There are a couple of things which you may be interested in knowing before you use this code.

### verify/assert

This code currently uses the C library versions of `assert`

(and my own `assert`

dependent macro `verify`

). You may want to change this before you use this in an ATL or MFC environment. A simple *Search and Replace All* should do the trick.

### Variants

I have not included any method for dealing with `VARIANT`

s. I want a simple and clean interface. If I ever need any interoperability with `VARIANT`

s, I'll add the method. Until then, tough luck - or write it yourself.

### Strings

As you may have noticed, I only support `BSTR`

strings in the interface. The reason is quite simple; I intend to use this code in the shadow lands near VB[Script] (and possibly other weird environments) where `BSTR`

is the string of choice. I don't believe in bloating interfaces, so I'll refrain from adding support for any other type of string unless I really need it. If I do, I'll update this source code. If you need it before I do, well, you've got the source!

### VC6

I've included VC6 as a keyword for this article. But I admit that I have not tested against that compiler.

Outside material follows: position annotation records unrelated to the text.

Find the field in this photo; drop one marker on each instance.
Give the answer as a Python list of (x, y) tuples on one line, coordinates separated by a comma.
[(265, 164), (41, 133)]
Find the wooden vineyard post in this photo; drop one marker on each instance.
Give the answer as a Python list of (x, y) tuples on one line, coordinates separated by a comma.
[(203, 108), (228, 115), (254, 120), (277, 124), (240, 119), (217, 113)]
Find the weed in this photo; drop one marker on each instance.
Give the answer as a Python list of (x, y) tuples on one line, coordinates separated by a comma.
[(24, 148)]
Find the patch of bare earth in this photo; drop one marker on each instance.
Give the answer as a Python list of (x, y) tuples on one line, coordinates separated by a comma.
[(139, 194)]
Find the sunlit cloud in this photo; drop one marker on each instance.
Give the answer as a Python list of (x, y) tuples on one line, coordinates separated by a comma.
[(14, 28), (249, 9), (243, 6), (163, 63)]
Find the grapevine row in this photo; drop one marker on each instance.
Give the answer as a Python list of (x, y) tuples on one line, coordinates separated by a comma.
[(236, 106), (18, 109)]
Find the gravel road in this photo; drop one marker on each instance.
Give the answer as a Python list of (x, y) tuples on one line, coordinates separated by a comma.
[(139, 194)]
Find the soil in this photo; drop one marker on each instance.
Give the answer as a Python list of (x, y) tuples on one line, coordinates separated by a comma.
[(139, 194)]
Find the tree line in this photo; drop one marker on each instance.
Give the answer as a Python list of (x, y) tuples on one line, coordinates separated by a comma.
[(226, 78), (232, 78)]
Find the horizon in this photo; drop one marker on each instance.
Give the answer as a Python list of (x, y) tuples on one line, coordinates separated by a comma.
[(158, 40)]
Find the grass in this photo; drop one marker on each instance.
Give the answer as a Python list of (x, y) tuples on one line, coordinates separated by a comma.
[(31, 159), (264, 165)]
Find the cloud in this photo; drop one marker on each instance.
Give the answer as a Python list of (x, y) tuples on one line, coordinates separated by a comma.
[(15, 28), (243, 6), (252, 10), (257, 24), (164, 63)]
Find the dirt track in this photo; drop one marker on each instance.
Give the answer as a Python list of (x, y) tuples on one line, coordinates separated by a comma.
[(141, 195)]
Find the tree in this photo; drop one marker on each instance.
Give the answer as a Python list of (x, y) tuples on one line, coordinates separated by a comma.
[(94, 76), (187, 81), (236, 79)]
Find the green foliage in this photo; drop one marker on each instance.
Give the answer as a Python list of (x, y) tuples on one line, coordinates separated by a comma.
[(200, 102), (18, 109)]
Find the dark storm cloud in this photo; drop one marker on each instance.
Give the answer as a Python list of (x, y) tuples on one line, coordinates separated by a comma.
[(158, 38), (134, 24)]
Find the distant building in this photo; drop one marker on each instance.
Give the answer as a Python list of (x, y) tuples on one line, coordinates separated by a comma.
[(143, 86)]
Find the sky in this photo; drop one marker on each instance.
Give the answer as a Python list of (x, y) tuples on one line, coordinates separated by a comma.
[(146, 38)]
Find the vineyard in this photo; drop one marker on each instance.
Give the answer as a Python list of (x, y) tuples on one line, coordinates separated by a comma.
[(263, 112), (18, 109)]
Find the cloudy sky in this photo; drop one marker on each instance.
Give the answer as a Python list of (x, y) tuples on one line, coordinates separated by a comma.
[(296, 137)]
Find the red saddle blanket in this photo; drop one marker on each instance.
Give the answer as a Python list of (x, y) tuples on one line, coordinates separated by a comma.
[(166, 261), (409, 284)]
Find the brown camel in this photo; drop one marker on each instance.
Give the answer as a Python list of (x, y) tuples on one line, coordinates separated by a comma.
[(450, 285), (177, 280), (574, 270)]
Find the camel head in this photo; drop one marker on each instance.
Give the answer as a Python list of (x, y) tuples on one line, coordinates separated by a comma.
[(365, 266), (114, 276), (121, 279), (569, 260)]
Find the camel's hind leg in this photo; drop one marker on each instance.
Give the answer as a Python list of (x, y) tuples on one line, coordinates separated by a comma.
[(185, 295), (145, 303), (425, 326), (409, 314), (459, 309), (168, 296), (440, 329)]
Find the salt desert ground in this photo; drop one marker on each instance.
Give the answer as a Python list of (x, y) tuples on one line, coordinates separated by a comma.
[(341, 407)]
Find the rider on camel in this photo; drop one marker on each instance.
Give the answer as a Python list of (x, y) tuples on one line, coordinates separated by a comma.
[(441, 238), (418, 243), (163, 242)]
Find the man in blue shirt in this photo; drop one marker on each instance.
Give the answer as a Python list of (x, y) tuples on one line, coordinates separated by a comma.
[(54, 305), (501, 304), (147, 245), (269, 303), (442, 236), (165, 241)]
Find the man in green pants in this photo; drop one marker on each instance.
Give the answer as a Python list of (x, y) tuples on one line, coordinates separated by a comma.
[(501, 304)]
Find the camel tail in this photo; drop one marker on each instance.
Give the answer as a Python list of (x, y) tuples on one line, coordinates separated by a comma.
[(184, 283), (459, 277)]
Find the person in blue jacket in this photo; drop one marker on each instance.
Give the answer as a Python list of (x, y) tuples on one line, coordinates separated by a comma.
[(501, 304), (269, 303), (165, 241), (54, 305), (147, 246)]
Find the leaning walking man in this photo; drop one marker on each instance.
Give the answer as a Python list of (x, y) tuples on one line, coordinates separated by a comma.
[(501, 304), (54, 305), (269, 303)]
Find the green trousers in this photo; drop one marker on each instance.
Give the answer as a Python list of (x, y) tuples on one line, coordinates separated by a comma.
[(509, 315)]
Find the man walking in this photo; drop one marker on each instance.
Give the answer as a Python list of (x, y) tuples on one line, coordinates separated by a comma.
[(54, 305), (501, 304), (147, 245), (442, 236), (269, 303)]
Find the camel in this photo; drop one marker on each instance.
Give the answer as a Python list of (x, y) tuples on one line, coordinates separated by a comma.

But since I'm not using any fancy templates or other new and exotic features, I believe this code will work just fine in VC6. In fact, I had an older version of this class in another project, which compiled just fine for VC6. Considering that I've removed a lot of bloat, this class should still compile. This is QA at its peak.

### Rounding coins

There's a free function called `RoundToSmallestCoin`

in the header file. It's a function I use in POS-software I write at work. I keep it in this file because I'm lazy. If you feel that it's bloating your code, just select it and hit the delete button.

## References

Marc Clifton wrote a similar article about a decimal class. His implementation is perfect if you do not intend to work with COM/OLE automation environments. You can find his article here.

## Disclaimer and License grant

### Disclaimer

No warranties of any kind comes with this article and source code. I cannot be held liable for damages to data, damages to hardware or injuries. In fact, you cannot hold me liable for anything if you use this source code.

### License grant

However, should you find this code useful, and should we ever meet, I will not say "No thank you" should you offer me a beer (preferably a beer of my choice). However, it's not a requirement. This is beerware if it's ok with you, otherwise it's freeware.